Le CNRS lance son programme pour attirer en France les chercheurs menacés

Vaisseau amiral de la recherche française, le CNRS lance un programme pour attirer des scientifiques étrangers dont le travail est menacé, notamment aux Etats-Unis, dans la ligne du souhait de l'exécutif.
Les premiers contacts traduisent un "petit élan", qui concerne "pour l'immense majorité des non-Américains", explique à l'AFP Antoine Petit, le PDG du Centre national de la recherche scientifique (CNRS).
L'organisme, le premier en Europe en matière de recherche avec 34.000 agents, ouvre les bras aux "collègues aujourd'hui empêchés de faire de la recherche", mais aussi aux chercheurs français expatriés dont certains n'ont "pas envie de vivre et d'élever leurs enfants dans les Etats-Unis de Trump", dit-il.
Cette initiative, baptisée "Choose CNRS" (Choisissez le CNRS), suit celle impulsée par l'exécutif avec l'annonce mi-avril d'une plateforme "Choose France for science".
"Des chercheurs étrangers sont déjà arrivés en France pour se familiariser avec les infrastructures en attente de la mise en place des fonds et de la plateforme", indique-t-on au ministère de la Recherche.
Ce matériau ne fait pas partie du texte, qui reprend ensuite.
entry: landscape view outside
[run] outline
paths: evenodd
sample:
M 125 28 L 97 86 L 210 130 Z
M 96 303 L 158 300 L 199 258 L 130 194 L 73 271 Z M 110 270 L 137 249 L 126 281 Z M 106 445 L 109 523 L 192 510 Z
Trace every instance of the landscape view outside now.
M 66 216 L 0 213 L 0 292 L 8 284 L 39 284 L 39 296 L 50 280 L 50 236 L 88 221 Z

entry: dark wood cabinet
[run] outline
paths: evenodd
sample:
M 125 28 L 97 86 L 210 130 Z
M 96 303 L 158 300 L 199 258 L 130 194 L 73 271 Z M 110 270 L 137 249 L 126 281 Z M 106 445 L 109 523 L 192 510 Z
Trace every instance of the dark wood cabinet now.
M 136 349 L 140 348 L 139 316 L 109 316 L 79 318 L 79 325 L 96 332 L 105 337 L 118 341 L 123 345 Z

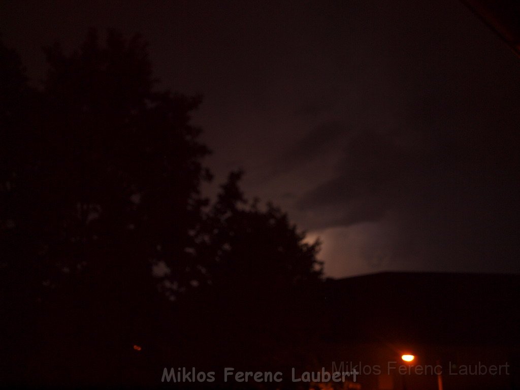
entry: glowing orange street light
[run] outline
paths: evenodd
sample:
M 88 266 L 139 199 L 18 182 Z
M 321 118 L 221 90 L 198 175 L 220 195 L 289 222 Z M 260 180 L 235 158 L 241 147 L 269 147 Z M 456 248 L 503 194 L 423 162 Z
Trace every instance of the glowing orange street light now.
M 413 355 L 404 355 L 401 356 L 401 359 L 403 360 L 404 361 L 406 361 L 408 363 L 411 361 L 413 361 L 413 359 L 415 358 L 415 357 Z

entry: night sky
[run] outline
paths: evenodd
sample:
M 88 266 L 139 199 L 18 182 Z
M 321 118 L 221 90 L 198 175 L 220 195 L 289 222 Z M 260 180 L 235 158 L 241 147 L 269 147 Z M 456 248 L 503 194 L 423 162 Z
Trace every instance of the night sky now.
M 207 193 L 243 168 L 328 276 L 518 271 L 520 60 L 459 2 L 4 1 L 0 20 L 34 83 L 44 45 L 140 33 L 162 85 L 205 97 Z

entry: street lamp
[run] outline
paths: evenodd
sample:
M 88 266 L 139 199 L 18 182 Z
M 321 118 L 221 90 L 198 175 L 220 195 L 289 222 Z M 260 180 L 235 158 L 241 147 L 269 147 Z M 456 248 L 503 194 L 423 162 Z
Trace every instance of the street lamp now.
M 408 354 L 403 355 L 401 356 L 401 359 L 402 359 L 403 361 L 406 361 L 407 363 L 410 363 L 410 362 L 413 361 L 413 359 L 415 358 L 415 357 L 413 355 L 409 355 Z
M 405 363 L 411 363 L 412 361 L 413 361 L 413 360 L 415 360 L 415 357 L 414 355 L 411 355 L 411 354 L 405 354 L 404 355 L 401 355 L 401 359 Z M 437 360 L 436 362 L 437 366 L 440 366 L 440 362 L 439 360 Z M 435 369 L 436 371 L 437 370 L 436 367 L 435 367 Z M 440 371 L 439 371 L 438 372 L 436 372 L 436 373 L 437 373 L 437 389 L 443 390 L 443 377 L 441 376 L 442 370 L 441 370 Z M 404 385 L 405 384 L 404 383 L 403 383 L 403 384 Z

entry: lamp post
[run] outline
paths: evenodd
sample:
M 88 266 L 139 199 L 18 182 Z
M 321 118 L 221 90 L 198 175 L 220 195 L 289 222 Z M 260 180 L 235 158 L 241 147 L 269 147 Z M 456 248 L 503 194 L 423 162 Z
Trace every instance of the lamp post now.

Intitulé "Choose science choose Europe", l'évènement auquel participera la présidente de la Commission européenne Ursula von der Leyen, entend signifier "dans un moment où les libertés académiques connaissent un certain nombre de reflux ou de menaces, que l'Europe est un continent d'attractivité", selon l'Elysée.
Pionnière de ce mouvement dès le mois de mars avec son programme "Safe place for science" (un endroit sûr pour la science), l'Université d'Aix-Marseille accueillera ses premiers chercheurs en juin.
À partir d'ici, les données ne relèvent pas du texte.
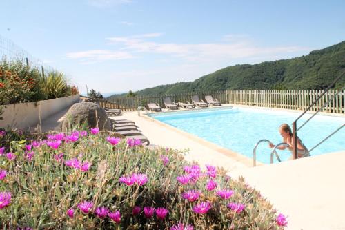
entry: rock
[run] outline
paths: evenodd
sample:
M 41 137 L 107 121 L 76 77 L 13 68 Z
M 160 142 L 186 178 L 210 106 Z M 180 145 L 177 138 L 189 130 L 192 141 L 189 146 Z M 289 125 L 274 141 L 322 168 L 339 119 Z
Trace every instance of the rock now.
M 62 131 L 66 131 L 67 129 L 78 124 L 78 121 L 80 125 L 87 122 L 89 128 L 95 128 L 97 126 L 97 120 L 99 130 L 111 131 L 110 122 L 106 111 L 99 105 L 86 102 L 76 103 L 67 111 L 66 118 L 61 123 L 61 129 Z

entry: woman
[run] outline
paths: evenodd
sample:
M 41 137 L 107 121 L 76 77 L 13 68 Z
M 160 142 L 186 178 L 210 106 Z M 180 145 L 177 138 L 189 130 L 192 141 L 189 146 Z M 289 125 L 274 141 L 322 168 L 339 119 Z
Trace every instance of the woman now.
M 287 124 L 283 124 L 279 126 L 279 133 L 282 137 L 283 137 L 283 142 L 288 144 L 287 147 L 288 150 L 293 151 L 293 132 L 291 131 L 291 128 Z M 297 137 L 297 155 L 298 158 L 309 157 L 310 154 L 306 148 L 306 146 L 302 143 L 301 140 Z M 272 143 L 269 144 L 270 148 L 274 148 L 275 145 Z M 284 150 L 286 148 L 286 146 L 280 146 L 277 148 Z M 294 156 L 293 155 L 293 158 Z

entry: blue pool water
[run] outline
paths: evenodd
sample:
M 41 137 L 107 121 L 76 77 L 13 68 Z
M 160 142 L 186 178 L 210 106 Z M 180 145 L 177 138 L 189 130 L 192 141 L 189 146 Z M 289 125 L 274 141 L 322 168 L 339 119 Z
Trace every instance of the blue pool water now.
M 253 149 L 258 141 L 268 139 L 274 144 L 282 142 L 278 127 L 282 123 L 292 124 L 299 115 L 293 112 L 234 107 L 232 109 L 223 108 L 157 113 L 152 117 L 253 158 Z M 297 126 L 309 116 L 304 115 L 297 122 Z M 345 117 L 316 115 L 299 131 L 298 136 L 307 148 L 311 149 L 344 123 Z M 270 150 L 266 143 L 262 143 L 257 148 L 257 160 L 270 163 Z M 313 156 L 344 150 L 345 128 L 311 151 L 310 154 Z M 291 156 L 289 151 L 278 151 L 282 160 Z

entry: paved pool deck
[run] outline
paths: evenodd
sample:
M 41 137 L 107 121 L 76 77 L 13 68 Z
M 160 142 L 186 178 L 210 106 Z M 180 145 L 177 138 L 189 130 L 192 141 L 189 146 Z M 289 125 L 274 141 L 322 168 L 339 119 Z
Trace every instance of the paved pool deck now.
M 113 118 L 135 122 L 151 144 L 188 149 L 187 160 L 224 167 L 232 177 L 244 176 L 288 216 L 287 229 L 345 229 L 345 151 L 253 167 L 252 159 L 141 113 L 123 112 Z

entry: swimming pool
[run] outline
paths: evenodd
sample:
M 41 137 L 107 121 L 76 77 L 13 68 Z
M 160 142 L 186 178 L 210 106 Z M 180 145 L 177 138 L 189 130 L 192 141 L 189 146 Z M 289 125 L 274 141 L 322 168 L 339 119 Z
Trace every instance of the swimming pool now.
M 156 113 L 151 117 L 253 158 L 253 149 L 258 141 L 268 139 L 274 144 L 282 142 L 278 127 L 282 123 L 292 124 L 299 115 L 299 113 L 273 109 L 223 107 Z M 310 116 L 305 115 L 299 120 L 297 126 Z M 298 136 L 310 149 L 344 123 L 344 117 L 317 115 L 301 128 Z M 343 128 L 317 146 L 310 152 L 311 155 L 345 150 L 344 130 Z M 266 143 L 262 143 L 257 150 L 257 160 L 269 164 L 270 151 Z M 289 151 L 278 151 L 278 153 L 282 160 L 291 156 Z M 275 161 L 277 162 L 275 159 Z

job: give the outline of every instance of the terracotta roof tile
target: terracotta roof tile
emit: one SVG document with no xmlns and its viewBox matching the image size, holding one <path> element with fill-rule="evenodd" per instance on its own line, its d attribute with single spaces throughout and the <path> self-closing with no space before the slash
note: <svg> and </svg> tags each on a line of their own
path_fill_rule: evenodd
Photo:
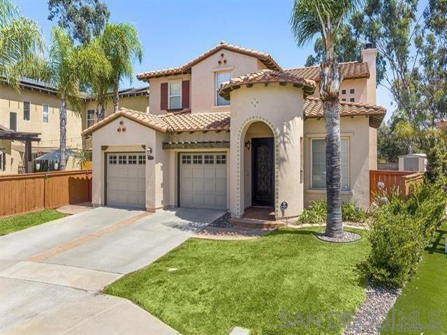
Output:
<svg viewBox="0 0 447 335">
<path fill-rule="evenodd" d="M 306 119 L 324 117 L 323 101 L 318 98 L 308 97 L 305 100 L 304 109 Z M 339 110 L 341 117 L 368 115 L 371 117 L 369 126 L 374 128 L 380 126 L 386 113 L 386 109 L 382 106 L 346 101 L 340 101 Z"/>
<path fill-rule="evenodd" d="M 368 64 L 362 61 L 349 61 L 340 63 L 343 79 L 369 78 L 369 69 Z M 293 75 L 312 79 L 318 82 L 319 80 L 320 67 L 309 66 L 307 68 L 289 68 L 285 72 Z"/>
<path fill-rule="evenodd" d="M 220 44 L 218 44 L 212 49 L 209 50 L 208 51 L 204 52 L 203 54 L 196 57 L 192 61 L 186 63 L 182 66 L 166 68 L 163 70 L 156 70 L 154 71 L 143 72 L 142 73 L 139 73 L 138 75 L 137 75 L 137 78 L 140 80 L 148 80 L 150 78 L 155 78 L 157 77 L 189 73 L 191 73 L 191 68 L 193 66 L 208 57 L 209 56 L 211 56 L 212 54 L 214 54 L 214 53 L 221 50 L 222 49 L 226 49 L 235 52 L 239 52 L 240 54 L 247 54 L 249 56 L 256 57 L 268 68 L 272 70 L 282 70 L 281 67 L 269 54 L 260 52 L 256 50 L 252 50 L 251 49 L 247 49 L 246 47 L 239 47 L 237 45 L 233 45 L 232 44 L 228 44 L 225 41 L 222 41 L 220 43 Z"/>
<path fill-rule="evenodd" d="M 219 94 L 228 100 L 232 91 L 240 88 L 242 85 L 253 85 L 261 83 L 283 82 L 291 83 L 296 87 L 302 88 L 305 95 L 313 94 L 315 91 L 315 82 L 305 79 L 292 73 L 272 70 L 260 70 L 253 73 L 231 78 L 221 86 Z"/>
<path fill-rule="evenodd" d="M 369 116 L 369 126 L 374 128 L 380 126 L 386 112 L 383 107 L 366 103 L 340 102 L 339 109 L 342 117 Z M 305 100 L 304 110 L 306 119 L 324 117 L 323 101 L 319 98 L 308 97 Z M 121 116 L 162 133 L 230 130 L 230 112 L 153 115 L 122 107 L 116 113 L 85 130 L 82 135 L 91 134 Z"/>
</svg>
Depuis le retour de Donald Trump à la Maison Blanche en janvier, chercheurs et universités sont dans le collimateur de son gouvernement et ont peur pour leur avenir, entre libertés académiques et de recherche minées, financements sabrés.
- Nerf de la guerre -
Avec son initiative, le CNRS, qui a l'habitude de recruter des chercheurs non-Français à hauteur d'un tiers chaque année dans ses concours classiques, vise quatre publics.
D'abord, les plus jeunes - les post-doctorants - dont certains pourraient espérer des emplois pérennes. Puis des chaires de professeur junior, un dispositif assez récent qui va faire l'objet d'une "publicité particulière cette année", selon M. Petit.
Un cran au-dessus, le recrutement annuel de directeurs de recherche externes, c'est-à-dire non issus du corps interne des chargés de recherche, pourrait être redimensionné à la hausse.
Enfin, le CNRS veut innover en ciblant des "stars" de la recherche mondiale, sur des chaires internationales. Sans besoin de les payer mieux que ne le sont les meilleurs déjà employés, selon son PDG.
Qui se dit convaincu que "la motivation d'un chercheur n'est jamais la rémunération", mais avant tout "l'environnement de travail, avec ses infrastructures, et la possibilité de se confronter aux meilleurs".
Sans compter qu'une fois intégrés les frais liés à l'éducation, la santé et la protection sociale, les écarts de rémunération paraissent plus faibles.
Pour autant, l'argent restant le nerf de la guerre pour financer la recherche, le responsable note que la marge de manoeuvre du CNRS n'est "pas très grande".
Et place ses espoirs dans l'annonce sur la plateforme que l'Etat pourrait abonder jusqu'à 50% du coût de projets de recherche, au mérite et sur les fonds du programme France 2030.
"C'est au niveau européen que l'effort doit être fait", remarquait récemment le ministre de la Recherche Philippe Baptiste. Et pas seulement pour de vulgaires questions d'argent, mais aussi sur des thèmes comme la libre circulation des chercheurs ou de la connaissance.
"On pense, à France-Universités, que c'est l'échelle à laquelle il faut travailler", souligne aussi auprès de l'AFP son vice-président Jean-François Huchet, en rappelant que "l'Europe de la recherche doit encore se constituer".
"Ce que nous pouvons faire pour les chercheurs aux Etats-Unis pourrait accélérer le mouvement et améliorer nos dispositifs", ajoute-t-il.
Par exemple, dans l'accès à certaines bases de données, partagées avec les Etats-Unis, qui pourrait être menacé. Ce qui "pose la question de notre souveraineté", avertit le responsable.